Marry Me Chickpea & Veggie Skillet

Marry Me Chickpea & Veggie Skillet

A vegetarian adaptation of the beloved Marry Me dish, loaded with chickpeas, carrots, and spinach in a creamy sauce.

Shannon Williamsby Shannon Williams
0.0 · 0 ratings
45 min (15m prep, 30m cook)
4 servings
Italian-InspiredVegetarianMain CourseVegetarianPescatarianNut-FreeEgg-FreeShellfish-FreeFish-FreeSesame-Free

Ingredients

Servings:
4
  • 2 tbsp Olive oil
  • 1 medium, finely diced Yellow onion
  • 4 cloves, minced Garlic
  • 2 medium, peeled and diced Carrots
  • 1 cup, oil-packed, drained and chopped Sun-dried tomatoes
  • 1 tsp (or to taste) Red pepper flakes
  • 2 15-oz cans, rinsed and drained Canned chickpeas
  • 1 tsp Dried oregano
  • 1 tsp Dried basil
  • 1 cup Vegetable broth
  • 1 cup Crushed tomatoes
  • 1 cup Heavy cream
  • 2 tbsp (optional, for cheesy flavor) Nutritional yeast
  • 5 oz (about 5-6 cups packed) Fresh spinach
  • 1 tsp (or to taste) Salt
  • 1 tsp (or to taste) Black pepper
  • 2 tbsp, chopped (for garnish) Fresh parsley

Instructions

  1. 1

    Heat olive oil in a large skillet or Dutch oven over medium heat.

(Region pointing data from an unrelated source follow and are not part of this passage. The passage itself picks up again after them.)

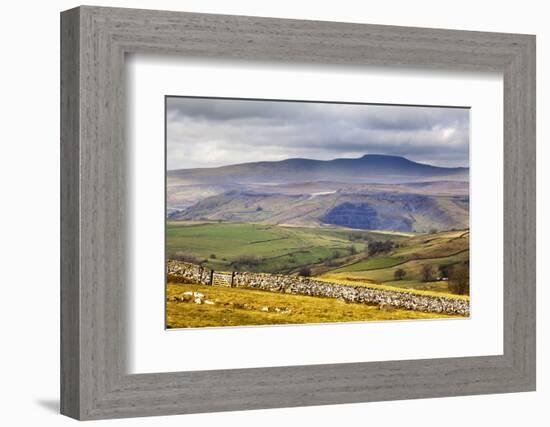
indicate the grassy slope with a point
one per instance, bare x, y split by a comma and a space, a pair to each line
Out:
282, 248
301, 309
436, 249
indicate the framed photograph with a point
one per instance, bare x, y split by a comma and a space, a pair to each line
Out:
261, 213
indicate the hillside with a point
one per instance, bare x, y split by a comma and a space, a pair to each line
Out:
362, 210
373, 168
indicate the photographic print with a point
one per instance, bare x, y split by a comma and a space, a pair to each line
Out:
301, 212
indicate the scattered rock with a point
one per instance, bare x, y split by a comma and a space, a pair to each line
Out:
310, 286
386, 307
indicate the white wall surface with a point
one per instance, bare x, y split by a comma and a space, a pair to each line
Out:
29, 211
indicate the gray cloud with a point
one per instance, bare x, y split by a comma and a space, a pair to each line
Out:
214, 132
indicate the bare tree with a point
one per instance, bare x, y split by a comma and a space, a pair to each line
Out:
427, 273
459, 279
399, 274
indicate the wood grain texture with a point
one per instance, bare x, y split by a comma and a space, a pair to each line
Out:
94, 233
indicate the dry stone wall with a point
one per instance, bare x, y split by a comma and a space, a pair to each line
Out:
308, 286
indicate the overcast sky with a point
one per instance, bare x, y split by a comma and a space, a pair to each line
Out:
215, 132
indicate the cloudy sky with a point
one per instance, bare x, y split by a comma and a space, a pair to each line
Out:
205, 132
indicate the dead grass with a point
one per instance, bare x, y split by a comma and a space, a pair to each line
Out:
243, 307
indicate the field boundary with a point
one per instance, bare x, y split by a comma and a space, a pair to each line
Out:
185, 272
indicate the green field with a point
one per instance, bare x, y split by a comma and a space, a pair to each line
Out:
240, 307
277, 249
437, 249
331, 253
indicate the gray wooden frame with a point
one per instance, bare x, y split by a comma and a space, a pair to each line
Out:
94, 41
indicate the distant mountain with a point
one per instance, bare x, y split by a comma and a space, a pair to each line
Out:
371, 168
373, 210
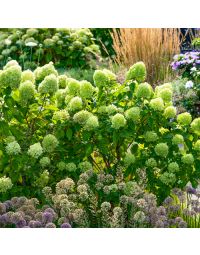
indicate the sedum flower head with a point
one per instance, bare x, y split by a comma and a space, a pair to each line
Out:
118, 121
129, 159
13, 148
133, 114
75, 104
188, 159
42, 72
170, 112
137, 72
197, 145
45, 161
73, 86
11, 77
195, 125
70, 167
62, 81
166, 95
162, 149
168, 178
28, 75
49, 85
178, 139
157, 104
86, 89
92, 123
150, 136
151, 162
184, 119
35, 150
144, 91
173, 167
49, 143
5, 184
26, 91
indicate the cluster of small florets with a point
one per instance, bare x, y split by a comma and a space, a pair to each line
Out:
49, 85
35, 150
49, 143
5, 184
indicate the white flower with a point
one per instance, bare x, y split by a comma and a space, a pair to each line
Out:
31, 44
189, 84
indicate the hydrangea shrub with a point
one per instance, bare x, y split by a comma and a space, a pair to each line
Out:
57, 127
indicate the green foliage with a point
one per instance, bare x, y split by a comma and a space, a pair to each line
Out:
64, 131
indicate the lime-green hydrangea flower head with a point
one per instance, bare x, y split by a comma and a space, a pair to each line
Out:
5, 184
150, 136
173, 167
11, 77
184, 119
168, 178
73, 86
70, 167
133, 114
195, 125
162, 149
62, 81
13, 148
129, 159
197, 145
49, 85
178, 139
144, 91
35, 150
118, 121
49, 143
45, 161
151, 162
166, 95
28, 75
137, 72
86, 89
81, 117
100, 79
157, 104
188, 159
92, 123
42, 72
75, 104
170, 112
61, 115
26, 91
85, 166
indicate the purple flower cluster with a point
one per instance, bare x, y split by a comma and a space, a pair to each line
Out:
189, 59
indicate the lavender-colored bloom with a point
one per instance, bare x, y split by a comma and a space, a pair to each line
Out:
65, 225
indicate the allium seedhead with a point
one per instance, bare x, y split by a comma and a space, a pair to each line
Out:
133, 114
118, 121
35, 150
184, 118
188, 159
157, 104
137, 72
195, 125
173, 167
86, 89
49, 85
13, 148
170, 112
144, 91
75, 104
49, 143
162, 149
28, 75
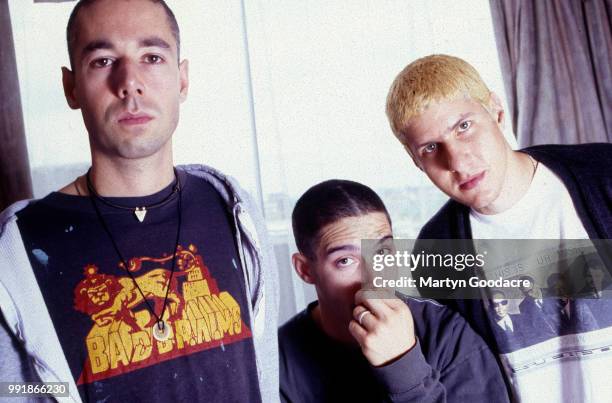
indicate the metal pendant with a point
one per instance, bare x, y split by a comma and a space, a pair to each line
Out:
161, 331
140, 213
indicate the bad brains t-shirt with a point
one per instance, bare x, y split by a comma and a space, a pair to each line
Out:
103, 317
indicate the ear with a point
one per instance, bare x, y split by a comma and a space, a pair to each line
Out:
411, 156
303, 267
184, 79
497, 110
69, 90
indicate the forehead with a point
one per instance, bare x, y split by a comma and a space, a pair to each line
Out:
120, 21
351, 230
439, 117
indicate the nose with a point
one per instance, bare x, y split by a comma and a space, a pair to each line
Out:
128, 81
457, 157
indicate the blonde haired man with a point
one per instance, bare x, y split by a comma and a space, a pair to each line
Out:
450, 124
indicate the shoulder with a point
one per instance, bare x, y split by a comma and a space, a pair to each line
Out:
295, 329
575, 157
446, 223
446, 338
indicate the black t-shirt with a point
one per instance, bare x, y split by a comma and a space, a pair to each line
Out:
101, 318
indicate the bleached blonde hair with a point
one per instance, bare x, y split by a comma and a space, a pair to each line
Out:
429, 80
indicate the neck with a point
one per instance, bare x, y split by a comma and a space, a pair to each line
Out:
520, 170
131, 178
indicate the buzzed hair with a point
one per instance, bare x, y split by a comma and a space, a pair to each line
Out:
326, 203
429, 80
71, 28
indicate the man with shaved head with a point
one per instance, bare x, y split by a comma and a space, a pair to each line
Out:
139, 280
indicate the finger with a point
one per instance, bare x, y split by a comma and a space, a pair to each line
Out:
395, 303
358, 332
366, 319
374, 305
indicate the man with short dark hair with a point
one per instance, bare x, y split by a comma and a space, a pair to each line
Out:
138, 281
355, 347
450, 124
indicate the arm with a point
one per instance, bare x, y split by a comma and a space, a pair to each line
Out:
384, 328
411, 379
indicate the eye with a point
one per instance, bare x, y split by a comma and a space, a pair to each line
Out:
383, 251
430, 148
466, 124
154, 59
344, 262
102, 62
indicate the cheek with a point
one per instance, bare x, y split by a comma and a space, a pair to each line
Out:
343, 285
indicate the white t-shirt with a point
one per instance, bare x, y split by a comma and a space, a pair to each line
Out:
546, 211
572, 367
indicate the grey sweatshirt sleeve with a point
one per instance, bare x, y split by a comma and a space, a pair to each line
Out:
411, 379
449, 363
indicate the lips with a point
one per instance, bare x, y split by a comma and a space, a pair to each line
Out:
472, 181
134, 119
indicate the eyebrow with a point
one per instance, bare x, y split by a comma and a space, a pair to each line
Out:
150, 42
154, 42
450, 128
351, 248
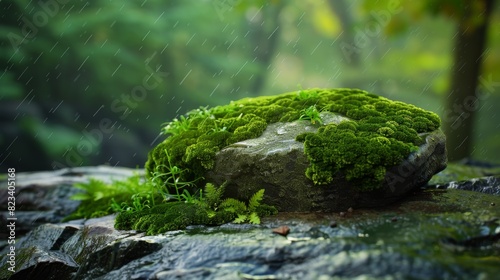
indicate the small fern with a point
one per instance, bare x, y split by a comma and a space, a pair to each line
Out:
244, 213
213, 195
255, 200
234, 206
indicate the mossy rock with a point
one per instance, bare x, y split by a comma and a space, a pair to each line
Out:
317, 149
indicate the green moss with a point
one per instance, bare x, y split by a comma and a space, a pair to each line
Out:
381, 134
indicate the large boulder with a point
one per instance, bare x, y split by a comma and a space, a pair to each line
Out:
276, 162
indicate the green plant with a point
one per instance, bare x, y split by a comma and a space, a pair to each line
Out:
177, 126
245, 213
99, 198
310, 113
208, 209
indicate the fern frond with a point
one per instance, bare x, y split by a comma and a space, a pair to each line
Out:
255, 200
254, 218
234, 206
241, 219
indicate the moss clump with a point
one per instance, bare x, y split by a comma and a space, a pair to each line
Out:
178, 215
381, 134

Add diced onion and cook until softened and translucent, about 5-7 minutes.

  2. 2

    Add minced garlic, diced carrots, chopped sun-dried tomatoes, and red pepper flakes to the skillet. Sauté for another 5-7 minutes, until carrots begin to soften slightly.

  3. 3

    Stir in the rinsed and drained chickpeas, dried oregano, and dried basil. Cook for 2-3 minutes, allowing the flavors to meld.

  4. 4

    Pour in the vegetable broth and crushed tomatoes. Bring the mixture to a gentle simmer, scraping up any browned bits from the bottom of the skillet. Let it simmer for 5 minutes, allowing the sauce to thicken slightly.

  5. 5

    Reduce the heat to low. Stir in the heavy cream and nutritional yeast (if using). Continue to simmer gently for another 5-7 minutes, stirring occasionally, until the sauce is creamy and heated through. Do not boil after adding cream.

  6. 6

    Add the fresh spinach in batches, stirring until each batch wilts down before adding more. Continue until all the spinach is incorporated and wilted.

  7. 7

    Season the skillet with salt and black pepper to taste. Adjust any seasonings as needed.

  8. 8

    Serve hot, garnished with fresh chopped parsley. This dish is excellent on its own or served over pasta, rice, or with crusty bread.

Chef's Tips

  • 💡For an extra layer of flavor, lightly toast the rinsed chickpeas in a separate dry pan for a few minutes before adding them to the skillet.
  • 💡Adjust the amount of red pepper flakes to your preferred spice level. For a milder dish, omit them entirely.
  • 💡To make this dish dairy-free, substitute the heavy cream with full-fat coconut milk or a plant-based cream alternative. The nutritional yeast can still be used for a cheesy depth.
  • 💡This skillet pairs wonderfully with a side of crusty garlic bread or served over a bed of al dente pasta like penne or rotini.